Patrick Vallance, który jest z zawodu lekarzem, uważa, że owych 590 zakażonych osób to zaledwie sygnał, że wirus w Wielkiej Brytanii jest obecny.
- Mamy go, ale jeszcze nie wystartował - mówił na konferencji prasowej.

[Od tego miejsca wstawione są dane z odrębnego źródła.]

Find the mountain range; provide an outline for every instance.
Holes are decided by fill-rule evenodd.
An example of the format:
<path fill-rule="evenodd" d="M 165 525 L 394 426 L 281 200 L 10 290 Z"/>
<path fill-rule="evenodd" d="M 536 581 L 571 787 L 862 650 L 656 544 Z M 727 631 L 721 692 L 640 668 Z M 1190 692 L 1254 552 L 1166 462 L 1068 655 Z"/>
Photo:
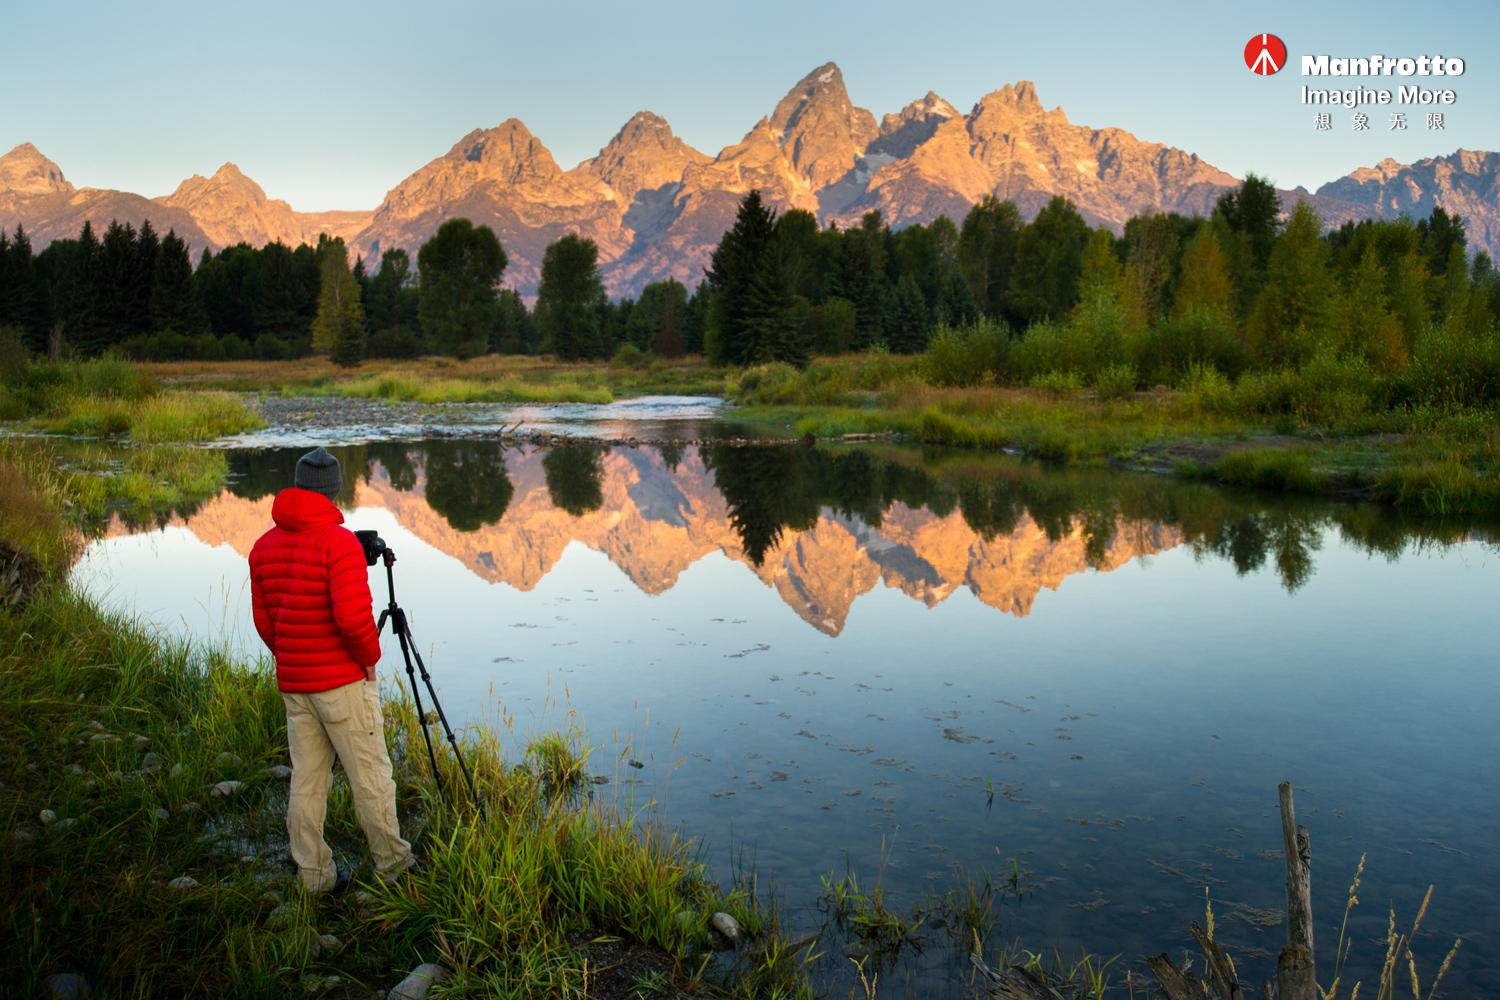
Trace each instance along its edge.
<path fill-rule="evenodd" d="M 1119 231 L 1152 209 L 1207 214 L 1238 184 L 1196 154 L 1119 128 L 1075 125 L 1062 108 L 1046 110 L 1025 80 L 986 94 L 967 114 L 929 91 L 877 121 L 850 101 L 843 74 L 828 63 L 716 156 L 643 111 L 598 156 L 564 170 L 510 118 L 464 136 L 371 211 L 296 212 L 232 163 L 159 198 L 75 188 L 26 143 L 0 157 L 0 226 L 24 225 L 41 249 L 76 235 L 85 219 L 100 226 L 150 218 L 195 253 L 242 240 L 295 245 L 326 232 L 375 260 L 389 247 L 415 253 L 444 220 L 463 216 L 495 230 L 511 261 L 505 284 L 523 294 L 535 292 L 547 244 L 572 231 L 599 245 L 611 294 L 634 295 L 668 277 L 696 285 L 751 188 L 778 211 L 806 209 L 840 226 L 872 210 L 894 227 L 943 214 L 961 222 L 987 194 L 1015 201 L 1029 219 L 1061 194 L 1091 224 Z M 1287 208 L 1312 203 L 1330 225 L 1420 217 L 1441 205 L 1467 220 L 1471 247 L 1500 257 L 1500 153 L 1387 159 L 1316 193 L 1282 191 L 1282 199 Z"/>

Z kolei Chris Whitty, epidemiolog, główny doradca rządu w sprawach zdrowia uważa, że koronawirusem może się zarazić nawet 80 procent populacji Wielkiej Brytanii. Nie chciał mówić o liczbie ofiar śmiertelnych, ale naciskany przez dziennikarzy stwierdził, że śmiertelność może sięgnąć 1 proc. zainfekowanych. Zastrzegł jednak, że są to spekulacje.
Koronawirus SARS-CoV-2, znany wcześniej jako 2019-nCoV po raz pierwszy pojawił się w Wuhan w grudniu 2019 roku, choć chińscy epidemiolodzy nie mają pewności, czy wirus nie pojawił się wcześniej, w innej części Chin lub nawet w innym kraju.